The report came following the telephonic conversation between the Under Secretary of State for Political Affairs, Wendy Sherman, and India’s Foreign Secretary, Sujatha Singh.
According to reports quoting the sources, Sherman’s call was a follow-up to a call made by U.S. Secretary of State John Kerry to National Security Advisor Shivshankar Menon Wednesday, during which Kerry expressed regret over the situation.
Both sides on Thursday discussed specific steps during which the statement by Preet Bharara came up, defending his department’s action against Khobragade.
It has been reported that Sherman has distanced herself from Bharara’s statement.
Earlier, the Indian Ministry of External Affairs (MEA) has reportedly rebutted claims made by Bharara that Khobragade was “accorded courtesies” and not handcuffed when she was arrested.
Media reports quoted sources in the MEA as saying that Bharara’s claims were mere allegations, and that nothing has been proved as yet on any wrong being committed by Khobragade vis-a-viz her former maid Sangeetha Richards.
Sources in the MEA are being quoted by media television channels, as saying that the Indian Government is hardening its stance on the issue, and is demanding nothing short of an apology from the U.S. Government and a dropping of the case against Khobragade.
New Delhi is maintaining that there is only one victim in the case, and that is Devyani Khobragade. It claims that no courtesies were extended to the diplomat as is being claimed by Bharara.
It said that U.S. Government should have focussed on Sarah Richards and her family and not on Khobragade and her family.
Referring to the evacuation of Richards family members from India to the United States, the MEA was quoted, as saying that no foreign government had a right to evacuate an Indian citizens while cases were pending against them.
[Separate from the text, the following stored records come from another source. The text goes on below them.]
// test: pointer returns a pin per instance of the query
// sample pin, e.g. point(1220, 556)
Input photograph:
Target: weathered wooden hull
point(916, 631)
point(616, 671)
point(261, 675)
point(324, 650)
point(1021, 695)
Earlier, Bharara vowed to hold those breaking the law accountable “no matter how powerful, rich or connected they are.”
Bharara claimed there has been “misinformation and factual inaccuracy” in the reporting on the Khobragade case which is “creating an inflammatory atmosphere.” Between the United States and India.
“There has been much misinformation and factual inaccuracy in the reporting on the charges against Devyani Khobragade. It is important to correct these inaccuracies because they are misleading people and creating an inflammatory atmosphere on an unfounded basis,” he said.
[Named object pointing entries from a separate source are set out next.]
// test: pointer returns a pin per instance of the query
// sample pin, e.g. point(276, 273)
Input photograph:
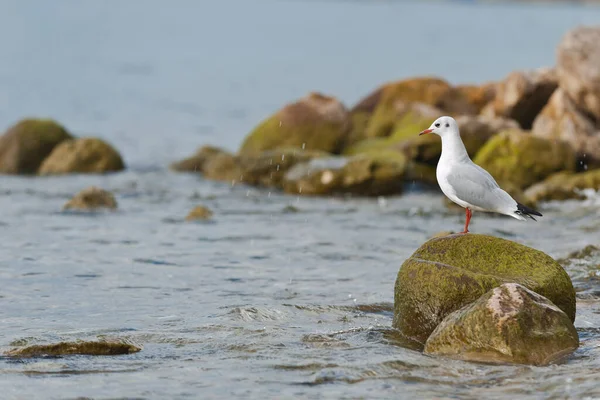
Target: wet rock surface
point(508, 324)
point(450, 272)
point(92, 198)
point(25, 145)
Accepting that he has a limited role as a prosecutor in the visa fraud case involving Khobragade, Bharara said he had constraints in explaining the whole case as he would like, but “nevertheless would make sure that the public record is clearer than it has been thus far.”
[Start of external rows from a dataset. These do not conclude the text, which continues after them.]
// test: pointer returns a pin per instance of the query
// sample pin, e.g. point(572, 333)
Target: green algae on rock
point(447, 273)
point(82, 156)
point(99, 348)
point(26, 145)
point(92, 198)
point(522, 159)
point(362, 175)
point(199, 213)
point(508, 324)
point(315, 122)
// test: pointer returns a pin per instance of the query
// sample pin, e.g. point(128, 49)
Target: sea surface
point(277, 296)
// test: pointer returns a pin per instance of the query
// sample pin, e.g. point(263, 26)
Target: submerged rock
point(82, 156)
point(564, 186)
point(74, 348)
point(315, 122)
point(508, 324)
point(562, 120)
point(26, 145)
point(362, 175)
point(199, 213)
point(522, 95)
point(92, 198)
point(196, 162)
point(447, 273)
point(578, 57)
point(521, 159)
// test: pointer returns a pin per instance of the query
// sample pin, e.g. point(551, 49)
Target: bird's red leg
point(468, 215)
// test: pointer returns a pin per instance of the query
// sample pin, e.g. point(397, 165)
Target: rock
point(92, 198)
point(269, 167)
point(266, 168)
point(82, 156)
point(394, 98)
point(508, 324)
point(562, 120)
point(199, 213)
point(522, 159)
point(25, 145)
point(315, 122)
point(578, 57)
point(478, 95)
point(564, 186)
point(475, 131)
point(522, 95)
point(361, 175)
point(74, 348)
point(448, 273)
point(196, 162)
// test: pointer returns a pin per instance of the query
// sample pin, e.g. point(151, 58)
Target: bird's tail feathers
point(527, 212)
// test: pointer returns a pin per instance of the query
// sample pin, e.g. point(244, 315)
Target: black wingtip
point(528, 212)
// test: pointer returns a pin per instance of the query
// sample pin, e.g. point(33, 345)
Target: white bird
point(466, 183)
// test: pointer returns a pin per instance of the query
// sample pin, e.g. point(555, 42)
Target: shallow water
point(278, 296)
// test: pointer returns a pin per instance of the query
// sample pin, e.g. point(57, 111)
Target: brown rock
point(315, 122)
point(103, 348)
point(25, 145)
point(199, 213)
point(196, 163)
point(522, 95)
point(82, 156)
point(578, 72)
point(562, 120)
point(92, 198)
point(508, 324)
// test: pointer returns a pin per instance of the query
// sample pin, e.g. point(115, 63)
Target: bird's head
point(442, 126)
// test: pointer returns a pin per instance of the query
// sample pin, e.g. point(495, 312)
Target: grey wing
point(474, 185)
Bharara continues to maintain that Khobragade evaded U.S. laws designed to protect the domestic employees of diplomats and consular officers from exploitation.
“This Office’s sole motivation in this case, as in all cases, is to uphold the rule of law, protect victims, and hold accountable anyone who breaks the law, no matter what their societal status and no matter how powerful, rich or connected they are,” he said.
He further said that legal attempts had begun in India against the victim, who had worked as a domestic help for Khobragade, and attempts were being made to “silence” her.
He said the domestic help’s family was brought to the United States to ensure the safety of victims, witnesses and their families, while cases are pending.
He said that she was charged based on conduct as is alleged in the court complaint, that “shows she clearly tried to evade U.S. law designed to protect from exploitation the domestic employees of diplomats and consular officers.”
A 1999 batch IFS officer, Khobragade, India’s Deputy Consul General in New York, was arrested on December 12 by the State Department’s diplomatic security bureau, and then handed over to the U.S. Marshals Service (USMS).
Khobragade was taken into custody as she was dropping her daughter to school before being released on a USD 250,000 bond after pleading not guilty in court.